At the end, every time, Peterson reads from Philippians, and then starts the Doxology, and we all sing, raw and ripe from the journey of poetic melody. It is every memory I’ve ever had from singing in a group of people who are hopeful, in that moment, for something good. From the huge Methodist church in my Pennsylvania hometown, to singing around a campfire with my Uncle Lloyd and my grandmother and her sisters; to Jeff Berta and the high school choir in Texas, and learning all the harmony parts on The Eagles Greatest Hits in my dad’s car. All-region choir and directing a choir; one of the first Passion Conferences in the 90’s with my brother, and the All Sons & Daughters concert at PCC.

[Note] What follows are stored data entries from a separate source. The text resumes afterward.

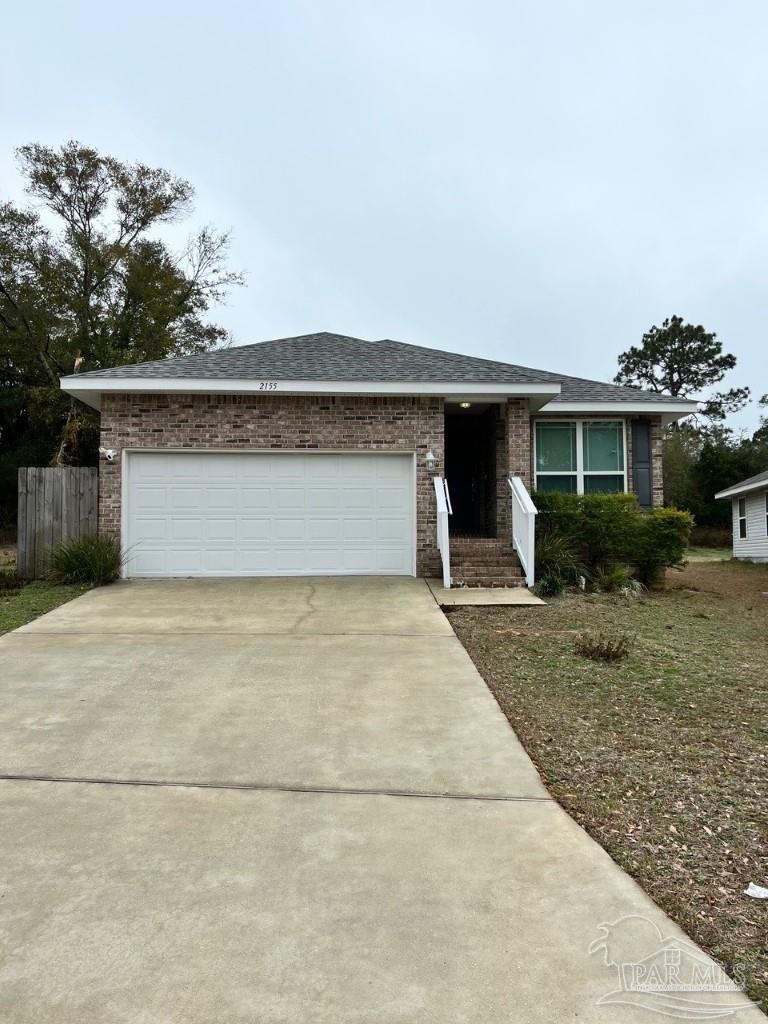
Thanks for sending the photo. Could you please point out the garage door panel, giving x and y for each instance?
(290, 499)
(325, 499)
(255, 498)
(358, 529)
(199, 513)
(220, 499)
(147, 529)
(394, 529)
(289, 529)
(323, 529)
(255, 529)
(186, 528)
(150, 500)
(181, 498)
(356, 499)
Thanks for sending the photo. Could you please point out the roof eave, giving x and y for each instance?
(670, 410)
(742, 488)
(90, 389)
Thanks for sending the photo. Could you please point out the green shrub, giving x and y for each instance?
(599, 647)
(663, 541)
(600, 526)
(557, 563)
(10, 584)
(607, 532)
(614, 579)
(94, 559)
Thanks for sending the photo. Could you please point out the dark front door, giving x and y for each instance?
(470, 468)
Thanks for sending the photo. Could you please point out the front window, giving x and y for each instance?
(580, 456)
(742, 518)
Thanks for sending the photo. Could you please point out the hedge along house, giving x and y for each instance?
(329, 455)
(750, 517)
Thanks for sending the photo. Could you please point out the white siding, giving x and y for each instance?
(755, 546)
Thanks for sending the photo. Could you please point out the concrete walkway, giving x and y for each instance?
(284, 801)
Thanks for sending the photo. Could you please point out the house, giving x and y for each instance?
(750, 517)
(329, 455)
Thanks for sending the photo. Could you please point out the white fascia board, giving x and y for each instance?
(89, 390)
(669, 410)
(681, 408)
(739, 488)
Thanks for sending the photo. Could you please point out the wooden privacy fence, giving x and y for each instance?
(53, 505)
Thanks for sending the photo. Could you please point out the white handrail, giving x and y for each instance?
(523, 527)
(443, 544)
(448, 496)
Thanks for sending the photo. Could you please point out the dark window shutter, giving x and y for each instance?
(641, 467)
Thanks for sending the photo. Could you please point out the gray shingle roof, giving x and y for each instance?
(749, 483)
(327, 356)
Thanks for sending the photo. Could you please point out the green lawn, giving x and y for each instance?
(664, 757)
(18, 607)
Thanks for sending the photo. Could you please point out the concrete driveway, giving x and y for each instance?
(285, 801)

Countless memories; the point is, the times when people sing together because they can’t not sing, and mics and amplified instruments are stilled, and it’s a collective surge of vocal movement – well, I am overwhelmed in those moments.

And Thursday night, as the 1,600 people around me sang, I inhaled deeply as if I could pull it into my lungs and store it there. I did not add my voice; I listened, and felt enveloped by the harmony and the sweetness of the simple sound of human voices, together.

It was such a beautiful moment. My husband on one side, seeking the bass line; Brian on the other, finding the tenor.

And my heart, full to the brim. The entire evening, one beautiful experience that invited me to be fully present, risking the explosion of joy and beauty in the deepest part of my soul. I was awestruck. I closed my eyes and swayed and interacted with the joy I sensed thrumming in the air around me.

This, to me, is an experience of the divine; it is God, in the beauty. It is God, in the holy, it is God, in the hearts of the people turned towards him. It is a spiritual practice, to welcome and be present to such beauty.

On the journey home, our conversation bounced all over the place. At one point, I said, “I’ve accepted that I am a little different. I’m a weirdo; I have an artistic temperament. It makes me different. I used to think it made me wrong, and I struggled; but I am okay with me.”

I feel that way a lot, like a fish out of water. I get up in my head, I think I’m so different than everybody else, and maybe I am.

Or maybe I’m not.

Maybe it doesn’t matter.

Joan Chittister, in her beautiful book The Gift of Years, writes:

We don’t change as we get older – we just get to be more of what we’ve always been.

Joan Chittister, The Gift of Years

I feel that. I receive that.

She goes on:

It is the period in which we set out to make sense of all the growing we have already done. It is the softening season when everything in us is meant to achieve its sweetest, richest, most unique self.

Joan Chittester, The Gift of Years

I feel that, too.

Several years ago, a wise woman pointed me in a specific direction and asked what I wanted to be. I blurted out, ‘A wise old woman.‘ She didn’t flinch; she just nudged me to move towards that desire.

And, so it goes; and every moment – even (or perhaps especially) a quick road trip to continue a Christmas tradition – fills that bucket and helps me lean into all the wisdom the world, and its Creator, have to offer.

Remember, now, his mercy. What a gift.